Removing duplicates in a PostgreSQL array

Published in

MarmoLabs

4 min readJul 17, 2017

Our Ruby on Rails app uses a PostgreSQL database and most of the time, we can run the queries we need using the methods provided by Rails. But I recently had a request for a report of all of our songs, with their genres and keywords, that I had to write in raw SQL using Heroku dataclips.

A song has many versions

The songs report needed to display a bunch of information for each song, but listing out the genres in particular was tricky. What made it tricky? Well, each song has many versions. And each of those versions has a list of genres associated with it stored as a varchar (for example, “Blues & Jazz, RnB & Soul, Vintage” in any order). So a different version of the same song might have a genre_list of “RnB & Soul, Beats, Vintage”. In the final report, the song’s genres should be “Blues & Jazz, RnB & Soul, Vintage, Beats”: a de-duped amalgamation of both versions’ genres. So I needed to gather up all the genres associated with each version of the song and remove the duplicates. In Ruby, this would be easy to do with versions.map{|v| v.genre_list.split(', ')}.flatten.uniq. Now normally in SQL this would be the job of a the DISTINCT keyword. But DISTINCT doesn’t see the genres as lists, per se, just as strings, which are in fact distinct from one other.

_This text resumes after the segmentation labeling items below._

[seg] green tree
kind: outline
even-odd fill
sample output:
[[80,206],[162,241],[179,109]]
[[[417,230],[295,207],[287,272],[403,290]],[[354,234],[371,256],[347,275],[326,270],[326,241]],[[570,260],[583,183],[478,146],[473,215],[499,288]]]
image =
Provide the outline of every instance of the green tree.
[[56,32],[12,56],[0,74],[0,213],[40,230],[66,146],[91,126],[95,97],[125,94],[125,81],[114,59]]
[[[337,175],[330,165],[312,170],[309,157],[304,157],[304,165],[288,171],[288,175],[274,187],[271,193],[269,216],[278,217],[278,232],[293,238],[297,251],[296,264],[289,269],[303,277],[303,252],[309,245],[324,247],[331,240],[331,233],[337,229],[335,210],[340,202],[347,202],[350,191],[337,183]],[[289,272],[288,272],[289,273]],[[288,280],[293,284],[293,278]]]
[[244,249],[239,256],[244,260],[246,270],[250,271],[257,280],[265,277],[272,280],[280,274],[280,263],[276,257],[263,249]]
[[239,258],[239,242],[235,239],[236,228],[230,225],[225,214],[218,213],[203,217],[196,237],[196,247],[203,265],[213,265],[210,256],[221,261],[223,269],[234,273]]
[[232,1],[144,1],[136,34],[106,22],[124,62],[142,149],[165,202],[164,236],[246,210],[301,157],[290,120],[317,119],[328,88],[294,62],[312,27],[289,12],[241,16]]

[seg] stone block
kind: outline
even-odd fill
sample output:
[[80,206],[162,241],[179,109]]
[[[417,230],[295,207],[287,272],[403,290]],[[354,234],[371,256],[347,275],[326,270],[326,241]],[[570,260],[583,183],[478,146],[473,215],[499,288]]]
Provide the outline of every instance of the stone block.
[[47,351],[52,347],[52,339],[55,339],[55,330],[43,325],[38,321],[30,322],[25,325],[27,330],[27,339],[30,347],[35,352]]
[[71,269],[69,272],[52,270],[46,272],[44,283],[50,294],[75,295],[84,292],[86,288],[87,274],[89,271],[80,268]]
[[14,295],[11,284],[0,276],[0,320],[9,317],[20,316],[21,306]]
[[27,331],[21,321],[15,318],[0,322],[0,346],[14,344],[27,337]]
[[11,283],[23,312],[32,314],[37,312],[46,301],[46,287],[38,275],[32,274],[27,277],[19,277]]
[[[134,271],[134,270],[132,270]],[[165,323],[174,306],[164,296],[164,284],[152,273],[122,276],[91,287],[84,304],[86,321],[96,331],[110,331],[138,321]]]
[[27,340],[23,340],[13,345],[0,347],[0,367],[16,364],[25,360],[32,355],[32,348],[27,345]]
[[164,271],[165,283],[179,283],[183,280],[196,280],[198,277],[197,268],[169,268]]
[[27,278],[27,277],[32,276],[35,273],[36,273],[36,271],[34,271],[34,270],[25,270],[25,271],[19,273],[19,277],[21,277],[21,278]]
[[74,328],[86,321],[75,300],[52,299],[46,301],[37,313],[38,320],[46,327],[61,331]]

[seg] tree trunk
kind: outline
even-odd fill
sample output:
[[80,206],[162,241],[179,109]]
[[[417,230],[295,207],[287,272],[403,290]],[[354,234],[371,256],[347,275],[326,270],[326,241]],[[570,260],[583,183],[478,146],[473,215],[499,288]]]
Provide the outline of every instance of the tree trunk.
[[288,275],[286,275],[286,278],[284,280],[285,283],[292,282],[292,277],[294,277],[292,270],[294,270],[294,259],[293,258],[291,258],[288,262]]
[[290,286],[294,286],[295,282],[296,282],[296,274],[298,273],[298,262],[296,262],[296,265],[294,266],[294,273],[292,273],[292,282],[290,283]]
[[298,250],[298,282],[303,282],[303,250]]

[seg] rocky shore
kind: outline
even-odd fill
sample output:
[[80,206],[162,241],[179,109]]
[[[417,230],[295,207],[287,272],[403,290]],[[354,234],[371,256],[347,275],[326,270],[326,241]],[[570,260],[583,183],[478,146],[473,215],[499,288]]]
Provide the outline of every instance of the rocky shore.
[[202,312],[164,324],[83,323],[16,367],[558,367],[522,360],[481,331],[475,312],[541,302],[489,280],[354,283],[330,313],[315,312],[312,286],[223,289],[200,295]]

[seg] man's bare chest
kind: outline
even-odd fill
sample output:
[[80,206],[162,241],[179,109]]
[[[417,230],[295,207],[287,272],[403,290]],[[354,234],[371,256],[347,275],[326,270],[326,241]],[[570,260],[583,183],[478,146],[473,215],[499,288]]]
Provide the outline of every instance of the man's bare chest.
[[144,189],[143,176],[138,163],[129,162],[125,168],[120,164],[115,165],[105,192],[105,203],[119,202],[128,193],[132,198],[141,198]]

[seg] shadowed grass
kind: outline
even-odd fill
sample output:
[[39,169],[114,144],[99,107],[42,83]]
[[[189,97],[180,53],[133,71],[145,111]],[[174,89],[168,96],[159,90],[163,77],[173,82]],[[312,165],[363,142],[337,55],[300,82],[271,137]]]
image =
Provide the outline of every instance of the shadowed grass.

Step 1: Getting a useable list of genres

So the first step was to get the list of genres for each version in a more useable form (that is to say, not as a string). I turned it into an array using STRING_TO_ARRAY, providing a comma as the delimiter.

STRING_TO_ARRAY(versions.genre_list, ', ')

Step 2: Unnesting (here’s where it gets interesting!)

There isn’t really an easy way to de-dup an array of strings. There is an intarray extension that works for integers, but that doesn’t help here. If only there was a way to use DISTINCT now that we’ve got the genres all in one place…

DISTINCT works on columns, not on an array. So how can we turn that array on its side? This is where UNNEST comes into play. UNNEST expands the array into a set of rows for each version. Remember, these are still being grouped by song_id.

song_id         genre
______________  ______________1               "Blues & Jazz"
1               "RnB & Soul"
1               "Vintage"
1               "RnB & Soul"
1               "Beats"
1               "Vintage"

You’re probably wondering what the whole query looks like at this point. Here it is:

SELECT
  song_id,
  genre
FROM
  versions v,
  UNNEST(STRING_TO_ARRAY(v.genre_list, ', ')) AS genre

Step 3: DISTINCT comes back into the picture

If we use what we’ve got as a subquery, we can use DISTINCT on column genre (Mind blown)!!! Remember, the goal is to have a column in this report that is a comma-separated list of de-duped genres. To use our running example, the genres column for Song ID 1 would be Blues & Jazz, RnB & Soul, Vintage, Beats.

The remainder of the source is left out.